Checkers, Rally's Burger Joints Hit By POS MalwareInfections Started in 2015 and Ran Through April
Checkers Drive-In Restaurants, which also runs Rally's, says 102 of its 900 U.S. locations were hit with point-of-sale malware, with one California restaurant infected over a more than two-year period starting in December 2015.
Checkers, which was acquired by private equity firm Oak Hill Capital Partners in 2017, says it "recently" became aware of the malware and is taking steps to remove it.
"After discovering the issue, we quickly engaged leading data security experts to conduct an extensive investigation and coordinated with affected restaurants and federal law enforcement authorities to address the matter," according to a statement from Adam Noyes, who is chief administrative officer and executive vice president of Checkers.
Retailers, restaurant chains and hotels have been frequent victims of POS malware, which seeks to collect card details during payment processing. POS systems are attractive targets due to the large volumes of card data that are processed.
Mag Stripe Data Stolen
Checkers has published a list of the affected restaurants, which spanned 20 states. It listed a date range for each location affected, but it said not all customers who visited those locations during those ranges had their card details stolen.
The malware harvested data stored on a payment card's magnetic stripe, including name, card number, card verification code and expiry data.
The length of time data was exposed varied significantly for affected locales, and it's unclear why.
For example, the earliest infection appeared at a Rally's in Los Angeles starting in December 2015 and ended in March of 2018. The exposure period for many infection periods, however, end in April, which suggests that's when Checkers discovered it had a large-scale problem.
Efforts to reach a Checkers spokesperson for clarification were not immediately successful.
Despite big POS malware strikes against retailers such as Target and Home Depot in 2013 and 2014 and many incidents since, retailers remain attractive targets for cybercriminals. The stolen card details are typically sold in underground forums based on the projected return on a card and its credit limit.
Even though more than half a decade has passed since Target and Home Depot were hit, the opportunities for hackers clearly haven't been closed. Cisco's Talos intelligence unit highlighted yet another type of new POS malware in March, pointing out why it's a continuing problem (see: Fresh POS Malware Strikes Small and Midsize Companies).
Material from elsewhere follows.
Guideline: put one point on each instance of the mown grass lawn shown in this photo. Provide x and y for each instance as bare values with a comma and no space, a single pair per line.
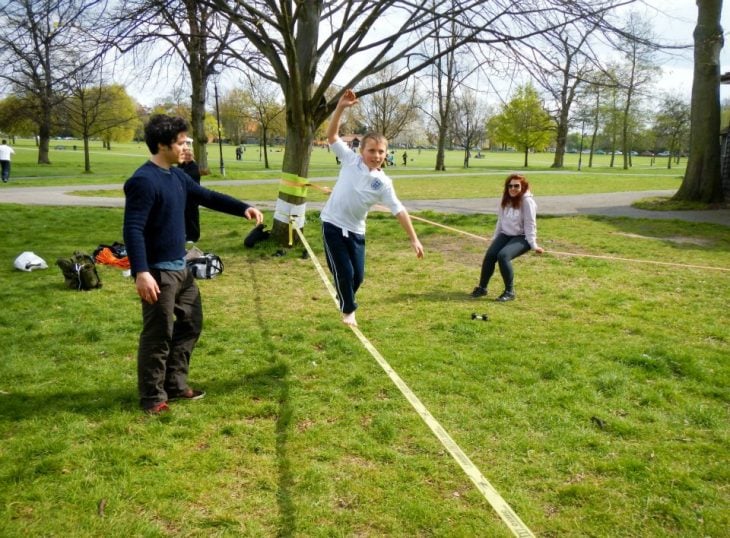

"Point-of-sale terminals are often forgotten about in terms of segregation and can represent a soft target for attackers," Cisco wrote in a blog post.
Last year, several large organizations reported payment card breaches, including Applebee's, Saks Fifth Avenue and Chili's. The incidents can be costly for retailers and restaurants because banks may take legal action to recover costs, such as issuing new cards. Class action lawsuits on behalf of consumers also are frequently filed.
In February, Wendy's announced it had entered into a settlement agreement related to a class-action lawsuit filed by banks. The suit related to a 2015 and 2016 breach in which 18 million card details were stolen from the POS systems of 1,025 restaurants (see: Wendy's Reaches $50 Million Breach Settlement With Banks).
Just hours after Checkers issued its advisory, the law firm Federman & Sherwood, which has offices in Oklahoma and Texas, announced it was launching an investigation of the Checkers breach that could lead to a consumer class action lawsuit.
In March, Federman & Sherwood reached a consumer settlement with Sonic Drive-In, another burger-and-fries chain, regarding a POS malware card breach that affected 325 restaurants (see: Fast-Food Chain Sonic Investigates Potential Card Breach).